OK! Merci beaucoup pour ton aide je continue donc avec *Locke !*


----------



## Locke (5 Décembre 2018)

Petitblaise a dit:


> Je vais donc télécharger le bon fichier iso que tu me conseille mais que dois-je faire de l'autre ? Je dois le supprimer et le désinstaller (car il me prends 5,1Go) ? comment m'y prendre ?

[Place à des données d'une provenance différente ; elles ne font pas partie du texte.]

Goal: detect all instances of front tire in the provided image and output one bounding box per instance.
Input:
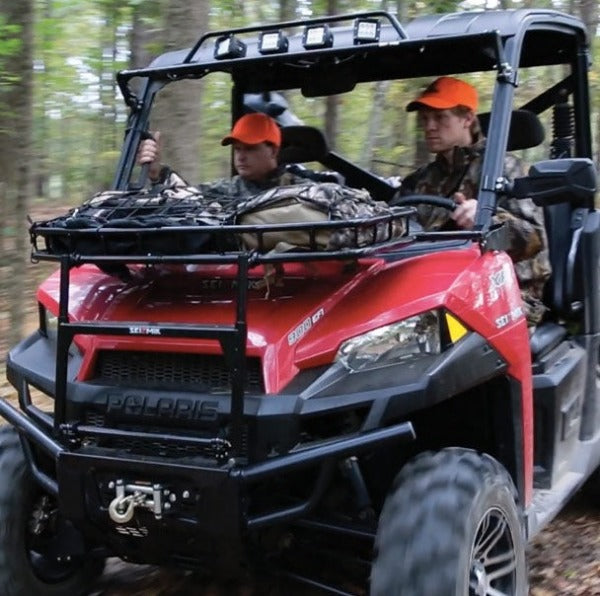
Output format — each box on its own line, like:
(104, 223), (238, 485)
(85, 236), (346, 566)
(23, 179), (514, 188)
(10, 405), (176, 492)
(370, 448), (527, 596)
(0, 426), (104, 596)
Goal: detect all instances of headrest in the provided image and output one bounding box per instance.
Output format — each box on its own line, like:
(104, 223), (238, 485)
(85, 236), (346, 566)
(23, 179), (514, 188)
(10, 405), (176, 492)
(479, 110), (546, 151)
(279, 126), (329, 163)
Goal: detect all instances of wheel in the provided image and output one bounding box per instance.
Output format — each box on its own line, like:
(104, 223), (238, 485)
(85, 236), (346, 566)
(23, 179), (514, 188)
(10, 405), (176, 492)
(0, 426), (104, 596)
(370, 448), (527, 596)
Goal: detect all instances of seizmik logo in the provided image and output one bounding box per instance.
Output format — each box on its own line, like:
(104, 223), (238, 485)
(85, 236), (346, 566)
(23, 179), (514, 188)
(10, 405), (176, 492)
(129, 325), (160, 335)
(288, 308), (325, 346)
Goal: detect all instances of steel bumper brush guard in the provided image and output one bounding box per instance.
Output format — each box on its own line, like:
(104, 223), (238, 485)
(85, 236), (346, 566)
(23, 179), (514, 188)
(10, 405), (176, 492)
(0, 9), (600, 596)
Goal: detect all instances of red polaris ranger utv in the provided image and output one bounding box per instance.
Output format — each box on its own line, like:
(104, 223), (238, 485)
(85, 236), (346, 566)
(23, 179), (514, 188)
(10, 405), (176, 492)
(0, 5), (600, 596)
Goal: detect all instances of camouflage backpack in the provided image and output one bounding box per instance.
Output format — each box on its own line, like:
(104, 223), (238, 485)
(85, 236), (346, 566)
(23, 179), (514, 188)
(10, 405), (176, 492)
(235, 182), (405, 252)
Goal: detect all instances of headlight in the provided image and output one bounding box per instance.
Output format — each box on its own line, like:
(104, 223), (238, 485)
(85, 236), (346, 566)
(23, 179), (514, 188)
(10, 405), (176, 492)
(335, 311), (441, 371)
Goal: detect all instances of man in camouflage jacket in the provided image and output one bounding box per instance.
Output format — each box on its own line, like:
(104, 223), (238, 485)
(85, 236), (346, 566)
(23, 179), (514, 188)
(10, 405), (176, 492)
(137, 113), (307, 200)
(401, 77), (551, 326)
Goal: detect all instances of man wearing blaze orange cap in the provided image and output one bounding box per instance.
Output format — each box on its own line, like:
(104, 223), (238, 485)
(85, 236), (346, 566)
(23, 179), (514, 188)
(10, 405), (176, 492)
(400, 77), (551, 326)
(137, 113), (306, 198)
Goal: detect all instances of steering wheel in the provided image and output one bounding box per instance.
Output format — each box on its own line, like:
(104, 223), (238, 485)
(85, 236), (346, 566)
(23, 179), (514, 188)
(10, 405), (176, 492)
(390, 195), (456, 211)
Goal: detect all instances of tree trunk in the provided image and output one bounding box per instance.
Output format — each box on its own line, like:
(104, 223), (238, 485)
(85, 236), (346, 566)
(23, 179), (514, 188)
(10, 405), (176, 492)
(324, 0), (342, 149)
(151, 0), (210, 183)
(0, 0), (33, 345)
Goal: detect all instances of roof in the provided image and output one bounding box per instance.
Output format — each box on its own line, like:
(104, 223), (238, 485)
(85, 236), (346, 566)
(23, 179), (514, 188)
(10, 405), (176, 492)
(118, 9), (587, 100)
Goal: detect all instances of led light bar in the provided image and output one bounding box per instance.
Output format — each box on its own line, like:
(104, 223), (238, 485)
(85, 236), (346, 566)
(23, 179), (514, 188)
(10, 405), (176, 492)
(258, 31), (288, 54)
(354, 19), (381, 44)
(302, 25), (333, 50)
(215, 35), (246, 60)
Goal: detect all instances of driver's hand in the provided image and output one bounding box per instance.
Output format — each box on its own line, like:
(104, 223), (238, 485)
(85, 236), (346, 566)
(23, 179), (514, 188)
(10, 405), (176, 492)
(450, 192), (477, 230)
(136, 131), (161, 180)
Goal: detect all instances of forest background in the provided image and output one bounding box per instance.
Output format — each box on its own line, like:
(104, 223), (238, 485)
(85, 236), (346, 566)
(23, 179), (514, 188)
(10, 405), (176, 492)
(0, 0), (600, 362)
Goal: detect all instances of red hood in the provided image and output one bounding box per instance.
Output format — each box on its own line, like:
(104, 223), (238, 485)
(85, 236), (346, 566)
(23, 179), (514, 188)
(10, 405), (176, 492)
(39, 250), (520, 393)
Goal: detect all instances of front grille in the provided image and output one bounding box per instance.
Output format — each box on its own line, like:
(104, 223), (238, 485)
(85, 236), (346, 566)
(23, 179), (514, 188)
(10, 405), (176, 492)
(93, 350), (264, 393)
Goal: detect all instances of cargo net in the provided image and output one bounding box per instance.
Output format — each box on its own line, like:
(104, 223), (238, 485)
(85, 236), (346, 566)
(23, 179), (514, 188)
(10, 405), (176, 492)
(30, 182), (412, 258)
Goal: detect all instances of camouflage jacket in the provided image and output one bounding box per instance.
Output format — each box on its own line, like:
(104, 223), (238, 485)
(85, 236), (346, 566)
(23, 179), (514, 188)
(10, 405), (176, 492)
(401, 139), (551, 325)
(159, 166), (307, 199)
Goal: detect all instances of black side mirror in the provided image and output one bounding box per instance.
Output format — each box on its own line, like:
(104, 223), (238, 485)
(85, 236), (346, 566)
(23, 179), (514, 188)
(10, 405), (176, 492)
(507, 158), (597, 207)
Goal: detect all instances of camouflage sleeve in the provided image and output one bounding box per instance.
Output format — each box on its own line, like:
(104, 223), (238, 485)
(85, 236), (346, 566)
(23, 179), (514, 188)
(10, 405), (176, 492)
(494, 156), (547, 262)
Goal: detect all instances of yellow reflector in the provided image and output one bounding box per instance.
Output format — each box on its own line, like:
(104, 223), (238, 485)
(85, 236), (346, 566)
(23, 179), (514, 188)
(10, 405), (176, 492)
(445, 313), (467, 343)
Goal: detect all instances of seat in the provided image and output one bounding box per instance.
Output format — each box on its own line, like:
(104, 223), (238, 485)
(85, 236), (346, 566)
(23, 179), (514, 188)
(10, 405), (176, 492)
(278, 125), (345, 184)
(478, 110), (546, 151)
(279, 125), (329, 164)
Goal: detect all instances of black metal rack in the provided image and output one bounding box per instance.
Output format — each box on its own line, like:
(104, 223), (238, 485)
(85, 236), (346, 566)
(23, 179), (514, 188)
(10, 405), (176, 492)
(30, 208), (413, 457)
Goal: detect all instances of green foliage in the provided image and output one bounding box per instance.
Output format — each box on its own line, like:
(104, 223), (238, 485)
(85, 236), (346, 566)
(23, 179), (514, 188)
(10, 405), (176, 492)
(11, 0), (600, 203)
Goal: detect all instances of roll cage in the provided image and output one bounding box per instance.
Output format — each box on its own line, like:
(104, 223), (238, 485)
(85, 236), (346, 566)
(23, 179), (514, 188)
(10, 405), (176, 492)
(114, 9), (592, 233)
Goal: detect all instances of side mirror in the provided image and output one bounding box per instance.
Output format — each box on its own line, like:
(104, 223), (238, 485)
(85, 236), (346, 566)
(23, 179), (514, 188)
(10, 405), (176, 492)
(507, 158), (597, 207)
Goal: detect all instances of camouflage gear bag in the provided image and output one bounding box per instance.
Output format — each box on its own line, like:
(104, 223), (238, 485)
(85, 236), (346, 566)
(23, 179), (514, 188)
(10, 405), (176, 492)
(236, 182), (406, 252)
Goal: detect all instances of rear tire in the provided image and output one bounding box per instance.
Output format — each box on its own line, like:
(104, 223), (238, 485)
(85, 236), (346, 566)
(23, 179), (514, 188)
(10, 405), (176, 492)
(0, 426), (104, 596)
(370, 448), (527, 596)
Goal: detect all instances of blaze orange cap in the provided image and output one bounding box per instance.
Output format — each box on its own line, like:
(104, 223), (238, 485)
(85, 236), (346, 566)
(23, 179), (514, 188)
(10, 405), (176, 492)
(221, 113), (281, 147)
(406, 77), (479, 112)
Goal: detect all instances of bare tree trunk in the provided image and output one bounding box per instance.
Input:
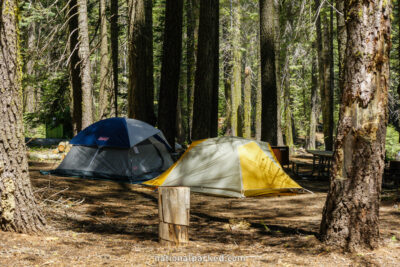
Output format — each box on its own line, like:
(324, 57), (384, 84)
(255, 69), (262, 141)
(222, 18), (232, 135)
(24, 21), (37, 113)
(110, 0), (119, 117)
(336, 0), (347, 95)
(243, 67), (252, 139)
(68, 0), (82, 135)
(185, 0), (199, 140)
(0, 0), (45, 233)
(307, 42), (320, 149)
(320, 0), (391, 251)
(192, 0), (219, 140)
(283, 64), (294, 155)
(274, 1), (284, 146)
(176, 84), (187, 144)
(128, 0), (156, 125)
(210, 0), (219, 137)
(260, 0), (278, 145)
(78, 0), (93, 128)
(98, 0), (110, 120)
(231, 0), (243, 136)
(320, 6), (334, 150)
(158, 0), (183, 149)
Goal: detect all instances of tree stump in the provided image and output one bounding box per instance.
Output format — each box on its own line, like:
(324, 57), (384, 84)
(158, 187), (190, 246)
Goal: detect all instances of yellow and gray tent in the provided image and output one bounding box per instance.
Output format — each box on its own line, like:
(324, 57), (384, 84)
(143, 137), (304, 197)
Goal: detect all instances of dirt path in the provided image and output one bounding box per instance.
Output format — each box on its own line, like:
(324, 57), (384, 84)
(0, 163), (400, 266)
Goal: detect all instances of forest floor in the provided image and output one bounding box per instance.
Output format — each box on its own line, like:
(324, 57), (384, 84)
(0, 162), (400, 266)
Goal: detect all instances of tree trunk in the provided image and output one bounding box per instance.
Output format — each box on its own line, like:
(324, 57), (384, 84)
(222, 18), (233, 135)
(283, 64), (294, 155)
(68, 0), (82, 135)
(243, 67), (252, 139)
(396, 1), (400, 143)
(260, 0), (278, 145)
(307, 42), (320, 149)
(98, 0), (109, 120)
(110, 0), (119, 117)
(321, 6), (334, 150)
(192, 0), (219, 140)
(255, 68), (262, 141)
(210, 0), (219, 137)
(158, 0), (183, 149)
(320, 0), (391, 250)
(231, 0), (243, 136)
(176, 84), (187, 144)
(128, 0), (156, 125)
(78, 0), (93, 128)
(24, 21), (37, 113)
(274, 1), (284, 146)
(336, 0), (347, 95)
(186, 0), (199, 141)
(0, 0), (45, 233)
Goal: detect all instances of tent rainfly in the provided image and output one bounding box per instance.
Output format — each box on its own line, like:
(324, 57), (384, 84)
(143, 137), (305, 197)
(51, 118), (173, 183)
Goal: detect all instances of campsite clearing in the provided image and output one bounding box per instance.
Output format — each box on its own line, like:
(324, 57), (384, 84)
(0, 162), (400, 266)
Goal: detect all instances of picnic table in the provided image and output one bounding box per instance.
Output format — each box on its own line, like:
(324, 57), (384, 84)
(307, 150), (333, 177)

Si tu parles de l'ancien fichier, oui il faut d'abord l'éjecter s'il apparait dans Utilitaire de disque, puis le mettre dans la Corbeille et la vider. Ton MBP étant récent, voilà comment va se dérouler l'installation avec le bon fichier .iso... https://forums.macg.co/threads/installation-de-windows-10-1803.1310171/ ...tu n'as donc besoin de rien, il faut suivre à la lettre ce que propose Assistant Boot Camp et tout ira bien.


----------



## Petitblaise (5 Décembre 2018)

Locke a dit:


> Si tu parles de l'ancien fichier, oui il faut d'abord l'éjecter s'il apparait dans Utilitaire de disque, puis le mettre dans la Corbeille et la vider. Ton MBP étant récent, voilà comment va se dérouler l'installation avec le bon fichier .iso... https://forums.macg.co/threads/installation-de-windows-10-1803.1310171/ ...tu n'as donc besoin de rien, il faut suivre à la lettre ce que propose Assistant Boot Camp et tout ira bien.



Ok merci ! je vais suivre les instructions et je reviendrais si il y a un problème


----------